Disperkim LH Kota Solok Ajukan Bantuan CSR ke RSUD M. Natsir untuk Perbaikan Sarana Kebersihan
Solok, InfoPublikSolok – Dinas Perumahan, Kawasan Permukiman dan Lingkungan Hidup (Perkim LH) Kota Solok mengajukan permohonan bantuan sarana kebersihan melalui program Corporate Social Responsibility (CSR) kepada Rumah Sakit Umum Daerah (RSUD) M. Natsir Solok, Kamis (15/1).

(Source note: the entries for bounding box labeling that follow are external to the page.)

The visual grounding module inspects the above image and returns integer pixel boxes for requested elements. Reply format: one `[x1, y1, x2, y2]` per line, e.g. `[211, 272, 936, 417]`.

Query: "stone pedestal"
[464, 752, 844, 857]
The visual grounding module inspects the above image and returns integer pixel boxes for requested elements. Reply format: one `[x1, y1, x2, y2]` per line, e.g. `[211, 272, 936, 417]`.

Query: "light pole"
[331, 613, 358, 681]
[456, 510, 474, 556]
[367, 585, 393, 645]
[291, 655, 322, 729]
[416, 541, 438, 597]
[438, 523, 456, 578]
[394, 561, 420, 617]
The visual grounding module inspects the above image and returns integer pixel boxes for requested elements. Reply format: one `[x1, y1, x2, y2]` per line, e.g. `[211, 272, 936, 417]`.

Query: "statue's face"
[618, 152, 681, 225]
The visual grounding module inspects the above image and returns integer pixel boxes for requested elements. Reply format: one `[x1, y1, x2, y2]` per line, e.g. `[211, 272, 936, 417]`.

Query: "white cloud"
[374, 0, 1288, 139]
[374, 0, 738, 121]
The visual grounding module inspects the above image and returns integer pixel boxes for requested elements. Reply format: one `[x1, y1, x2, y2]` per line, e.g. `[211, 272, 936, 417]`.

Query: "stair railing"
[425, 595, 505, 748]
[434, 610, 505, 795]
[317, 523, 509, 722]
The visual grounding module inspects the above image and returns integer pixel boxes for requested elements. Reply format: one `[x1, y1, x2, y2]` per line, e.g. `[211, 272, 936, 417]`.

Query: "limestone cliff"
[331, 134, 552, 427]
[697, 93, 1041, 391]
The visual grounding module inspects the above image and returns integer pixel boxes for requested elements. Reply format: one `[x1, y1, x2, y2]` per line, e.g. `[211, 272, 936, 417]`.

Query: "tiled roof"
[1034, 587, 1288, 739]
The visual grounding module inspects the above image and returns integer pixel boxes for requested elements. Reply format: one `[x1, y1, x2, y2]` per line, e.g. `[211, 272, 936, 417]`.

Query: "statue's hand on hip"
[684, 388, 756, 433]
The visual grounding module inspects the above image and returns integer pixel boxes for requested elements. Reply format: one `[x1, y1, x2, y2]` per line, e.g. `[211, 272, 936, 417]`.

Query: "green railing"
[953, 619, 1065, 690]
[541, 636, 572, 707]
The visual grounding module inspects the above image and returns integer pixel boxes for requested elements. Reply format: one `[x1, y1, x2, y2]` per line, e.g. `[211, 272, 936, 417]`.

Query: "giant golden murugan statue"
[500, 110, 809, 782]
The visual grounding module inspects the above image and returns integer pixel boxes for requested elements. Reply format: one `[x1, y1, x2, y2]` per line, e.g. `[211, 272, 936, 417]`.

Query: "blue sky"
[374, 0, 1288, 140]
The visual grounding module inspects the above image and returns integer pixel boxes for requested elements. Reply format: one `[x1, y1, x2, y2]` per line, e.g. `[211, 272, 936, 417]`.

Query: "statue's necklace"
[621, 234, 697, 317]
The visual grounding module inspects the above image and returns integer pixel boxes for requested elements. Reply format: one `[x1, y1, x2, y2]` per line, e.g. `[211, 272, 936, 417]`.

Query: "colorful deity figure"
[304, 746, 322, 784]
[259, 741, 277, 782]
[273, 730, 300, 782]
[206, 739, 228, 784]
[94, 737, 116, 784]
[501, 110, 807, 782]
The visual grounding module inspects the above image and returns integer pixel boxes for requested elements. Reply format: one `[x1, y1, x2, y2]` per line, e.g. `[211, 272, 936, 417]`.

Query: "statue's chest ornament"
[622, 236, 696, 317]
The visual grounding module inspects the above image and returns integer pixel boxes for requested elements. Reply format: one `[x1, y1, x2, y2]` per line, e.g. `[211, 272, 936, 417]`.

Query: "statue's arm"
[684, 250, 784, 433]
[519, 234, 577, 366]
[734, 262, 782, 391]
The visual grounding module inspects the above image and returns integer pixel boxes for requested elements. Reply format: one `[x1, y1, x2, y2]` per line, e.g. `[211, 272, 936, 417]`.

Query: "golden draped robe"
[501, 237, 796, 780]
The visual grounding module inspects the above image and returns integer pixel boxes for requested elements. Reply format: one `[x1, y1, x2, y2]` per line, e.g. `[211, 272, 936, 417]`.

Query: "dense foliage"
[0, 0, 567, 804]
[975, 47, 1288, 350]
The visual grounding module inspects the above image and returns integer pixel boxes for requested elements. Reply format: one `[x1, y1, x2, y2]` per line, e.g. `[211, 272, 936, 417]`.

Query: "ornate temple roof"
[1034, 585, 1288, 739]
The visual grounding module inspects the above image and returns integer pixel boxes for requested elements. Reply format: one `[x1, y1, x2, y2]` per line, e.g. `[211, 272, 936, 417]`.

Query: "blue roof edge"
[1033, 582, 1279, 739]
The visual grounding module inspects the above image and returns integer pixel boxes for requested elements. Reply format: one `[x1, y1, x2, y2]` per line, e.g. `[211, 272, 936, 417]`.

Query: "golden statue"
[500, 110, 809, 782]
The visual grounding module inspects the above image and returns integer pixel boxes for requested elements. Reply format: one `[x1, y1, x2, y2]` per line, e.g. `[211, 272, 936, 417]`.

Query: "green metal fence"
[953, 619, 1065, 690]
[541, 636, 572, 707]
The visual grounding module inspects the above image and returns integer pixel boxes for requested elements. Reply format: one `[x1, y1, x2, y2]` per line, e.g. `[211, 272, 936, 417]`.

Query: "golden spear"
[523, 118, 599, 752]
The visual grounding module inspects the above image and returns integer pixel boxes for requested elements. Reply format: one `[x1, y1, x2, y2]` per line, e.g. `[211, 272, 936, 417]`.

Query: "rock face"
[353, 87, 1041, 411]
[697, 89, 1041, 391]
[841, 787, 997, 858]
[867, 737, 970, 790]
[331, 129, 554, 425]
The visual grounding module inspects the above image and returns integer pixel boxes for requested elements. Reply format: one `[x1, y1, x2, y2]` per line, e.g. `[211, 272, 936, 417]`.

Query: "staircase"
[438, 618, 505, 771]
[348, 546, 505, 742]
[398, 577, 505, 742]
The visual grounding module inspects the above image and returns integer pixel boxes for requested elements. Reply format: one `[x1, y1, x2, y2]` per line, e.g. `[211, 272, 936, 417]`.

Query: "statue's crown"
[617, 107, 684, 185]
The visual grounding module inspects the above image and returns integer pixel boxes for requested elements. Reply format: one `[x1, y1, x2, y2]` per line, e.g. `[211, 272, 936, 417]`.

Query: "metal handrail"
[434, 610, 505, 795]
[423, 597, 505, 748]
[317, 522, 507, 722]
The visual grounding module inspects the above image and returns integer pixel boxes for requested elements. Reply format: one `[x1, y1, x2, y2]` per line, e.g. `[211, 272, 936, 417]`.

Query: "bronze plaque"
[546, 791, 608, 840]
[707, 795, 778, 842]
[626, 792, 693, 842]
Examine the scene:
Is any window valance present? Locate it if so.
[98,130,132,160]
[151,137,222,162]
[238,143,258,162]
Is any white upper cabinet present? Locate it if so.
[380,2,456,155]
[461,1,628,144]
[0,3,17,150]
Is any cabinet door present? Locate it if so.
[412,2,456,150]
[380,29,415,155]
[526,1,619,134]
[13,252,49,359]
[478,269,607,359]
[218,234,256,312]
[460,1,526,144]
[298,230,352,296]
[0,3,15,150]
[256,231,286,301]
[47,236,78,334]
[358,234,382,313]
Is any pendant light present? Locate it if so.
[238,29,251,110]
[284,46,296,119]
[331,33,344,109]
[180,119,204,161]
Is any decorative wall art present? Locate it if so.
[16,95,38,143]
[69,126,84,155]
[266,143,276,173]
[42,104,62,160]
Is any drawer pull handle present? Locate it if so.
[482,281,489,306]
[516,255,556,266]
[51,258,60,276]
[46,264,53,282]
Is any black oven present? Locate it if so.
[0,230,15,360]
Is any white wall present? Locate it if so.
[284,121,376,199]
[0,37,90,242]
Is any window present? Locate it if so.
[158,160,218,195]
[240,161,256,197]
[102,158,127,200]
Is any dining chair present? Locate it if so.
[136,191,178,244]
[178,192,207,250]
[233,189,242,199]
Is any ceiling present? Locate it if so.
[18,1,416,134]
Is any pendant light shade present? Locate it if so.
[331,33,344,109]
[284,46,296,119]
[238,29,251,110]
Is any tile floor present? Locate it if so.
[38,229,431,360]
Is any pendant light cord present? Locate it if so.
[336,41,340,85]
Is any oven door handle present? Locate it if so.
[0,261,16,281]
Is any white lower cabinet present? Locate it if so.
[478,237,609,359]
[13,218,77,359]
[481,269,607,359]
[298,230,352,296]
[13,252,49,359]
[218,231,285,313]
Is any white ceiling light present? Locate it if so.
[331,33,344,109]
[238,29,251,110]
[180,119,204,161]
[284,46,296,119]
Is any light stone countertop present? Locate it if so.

Rombongan Disperkim LH yang dipimpin langsung oleh Kepala Dinas Perkim LH Kota Solok, Hanif, didampingi Sekretaris serta jajaran kepala bidang, disambut oleh Kepala Bidang Pelayanan RSUD M. Natsir. Kunjungan tersebut merupakan bagian dari upaya kolaborasi lintas perangkat daerah dalam meningkatkan pengelolaan kebersihan dan sanitasi lingkungan, khususnya di fasilitas pelayanan publik.
Dalam kesempatan tersebut, Hanif menjelaskan bahwa permohonan bantuan CSR difokuskan pada perbaikan kontainer sampah yang berada di lingkungan RSUD M. Natsir. Saat ini, salah satu kontainer mengalami kerusakan pada bagian roda belakang sehingga menghambat proses pengangkutan sampah.
“Kontainer sampah yang berada di RSUD M. Natsir membutuhkan perbaikan, terutama pada bagian roda belakang. Melalui kunjungan ini, kami menawarkan kerja sama kepada pihak rumah sakit untuk membantu perbaikan kontainer yang rusak, atau apabila memungkinkan dilakukan pengadaan kontainer baru,” jelas Hanif.
Ia menambahkan, rumah sakit sebagai Badan Layanan Umum Daerah (BLUD) memiliki peran strategis dalam mendukung pembangunan berkelanjutan, termasuk melalui pelaksanaan program CSR. Program tersebut tidak hanya berorientasi pada pelayanan kesehatan, tetapi juga mencakup tanggung jawab sosial terhadap lingkungan, seperti pengelolaan sampah dan sanitasi yang layak.
Menurut Hanif, upaya perbaikan sarana kebersihan di lingkungan rumah sakit diharapkan dapat meningkatkan kualitas kebersihan, kenyamanan, serta kesehatan lingkungan bagi pasien, tenaga medis, dan masyarakat sekitar.
Lebih lanjut disampaikan, Dinas Perkim LH Kota Solok secara aktif mengajukan permohonan bantuan CSR kepada berbagai perusahaan dan organisasi melalui proposal resmi. Program CSR yang diajukan disesuaikan dengan bidang tugas Perkim LH, antara lain pengelolaan sampah, penghijauan lingkungan, konservasi, serta penanganan rumah tidak layak huni (RTLH).
“Sinergi dengan berbagai pihak sangat dibutuhkan agar program lingkungan hidup dapat berjalan optimal dan memberikan manfaat nyata bagi masyarakat,” tutup Hanif.